COUNT + GROUPING SETS
PostgeSQL allows specifying a set of grouping columns -
GROUPING SETS. It became available since the 9.5 version. Let's build a query:
SELECT 'grade_' || grade AS grade, 'gender_' || gender::VARCHAR AS gender, additional_courses, special_education, COUNT(*) FROM students GROUP BY GROUPING SETS ( (grade), (gender), (additional_courses), (special_education) );
Planning time: 0.078 ms
Execution time: 4033.279 ms
The output is not so convenient but it still can be processed in high-level language:
Let's take a look at the query plan:
GroupAggregate (cost=128738.46..498736.47 rows=36 width=77) (actual time=1482.305..4025.664 rows=9 loops=1) Group Key: grade Sort Key: special_education Group Key: special_education Sort Key: additional_courses Group Key: additional_courses Sort Key: gender Group Key: gender -> Sort (cost=128738.46..131238.46 rows=1000001 width=5) (actual time=1114.102..1598.111 rows=1000001 loops=1) Sort Key: grade Sort Method: external merge Disk: 14624kB -> Seq Scan on students (cost=0.00..15406.01 rows=1000001 width=5) (actual time=0.014..196.834 rows=1000001 loops=1)
It does single
Seq Scan and also it does a
Sort. In general 3 times worse than multiple
COUNT + FILTER
There is an ability to
FILTER what is sent to the aggregate function. It was added on PostgreSQL 9.4
SELECT COUNT(id) FILTER (WHERE grade = '1') AS grade_1, COUNT(id) FILTER (WHERE grade = '2') AS grade_2, COUNT(id) FILTER (WHERE grade = '3') AS grade_3, COUNT(id) FILTER (WHERE gender) AS male, COUNT(id) FILTER (WHERE NOT gender) AS female, COUNT(id) FILTER (WHERE additional_courses) AS additional_courses, COUNT(id) FILTER (WHERE special_education) AS special_education FROM students
Planning time: 0.063 ms
Execution time: 745.993 ms
Query results are very convenient to read:
QUERY PLAN Aggregate (cost=40406.03..40406.04 rows=1 width=56) (actual time=745.939..745.939 rows=1 loops=1) -> Seq Scan on students (cost=0.00..15406.01 rows=1000001 width=9) (actual time=0.013..102.350 rows=1000001 loops=1)
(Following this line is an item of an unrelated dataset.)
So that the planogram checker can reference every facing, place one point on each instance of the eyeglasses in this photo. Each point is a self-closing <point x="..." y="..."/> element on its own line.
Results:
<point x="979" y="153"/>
Single Seq Scan, fantastic! It's the most robust query so far.
Every approach listed above can serve its own goal. According to our goal of counting 35 aggregates
COUNT + UNION was acceptable but had several disadvantages:
- complex SQL building;
- result processing is not as straightforward;
- weak performance.
After updating to
COUNT + FILTER we won several gains. High-level SQL building became simpler, as well as result processing and we also got 4x faster query on our production database.